Maybe I was also asking the wrong question when I visited other cultures. Why did I expect their practices to be well-ordered and tidy when my own practices weren’t? If Christians disagree on how to engage culture where the gospel is common, what makes me think they’ll agree in places the gospel hasn’t been known? There is a spectrum of acceptable convictions within my Christian freedom in the United States. Is it not also the case in Indonesia, Syria, and Papua New Guinea?
My answer, I’ve noticed, shows my level of trust in the Holy Spirit. Do I trust the Spirit to convict as Jesus promised he will? Do I trust God’s presence in his global church? If I don’t, perhaps that indicates I don’t trust him with my own cultural navigation.
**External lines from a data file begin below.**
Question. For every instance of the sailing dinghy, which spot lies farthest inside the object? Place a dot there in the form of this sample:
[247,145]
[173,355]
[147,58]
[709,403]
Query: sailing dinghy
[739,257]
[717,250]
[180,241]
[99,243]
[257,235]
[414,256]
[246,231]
Maybe I’ve begun to believe I can discern the difference between contextualization and syncretism in my home country, without the power of the Spirit.
My point is this: unless the Spirit first reveals my own syncretistic tendencies, I will approach other cultures with arrogance. Whether at home or abroad, there are complex motivations behind every behavior. If I’m quick to reject instead of quick to listen, I’ll be doing a disservice to the gospel. My desire for clear lines may cause me to call good things evil. Even more, I may replace their syncretism with my own! I may trade their bad theology for my bad theology, swapping one misguided practice for another. Didn’t C.S. Lewis say, “If a man thinks he is not conceited, he is very conceited indeed”? I think it can be put another way. If a man thinks he is not syncretistic, he is very syncretistic indeed.
For a while, I thought contextualization meant indifference to sin. I assumed giving up my need for clarity meant not caring about God’s commands. Now I realize it’s the opposite. Some sin is certainly objective, but there are more subjective areas than I originally thought. Culture is a complex mix of beauty and corruption, holiness and depravity. What is vicious for one Christian may be virtuous for another. Is this not what Paul thought when he refused to circumcise Titus and then encouraged Timothy to be circumcised on another occasion? (Galatians 2:3; Acts 16:3). Sometimes he freely ate meat and other times he considered it sin (1 Corinthians 8:1-13). Freedom in Christ leaves room for many different decisions.
I’ve learned that contextualization is exactly how it sounds: working out the gospel in a particular context. People, systems, and nations are ever-changing, so this should be seen in our contextualizing. If the context is dynamic, then our application will be also. But we can trust the Holy Spirit to help us discern contextualization from syncretism. He will help us embody the timeless gospel from Greece to China to India.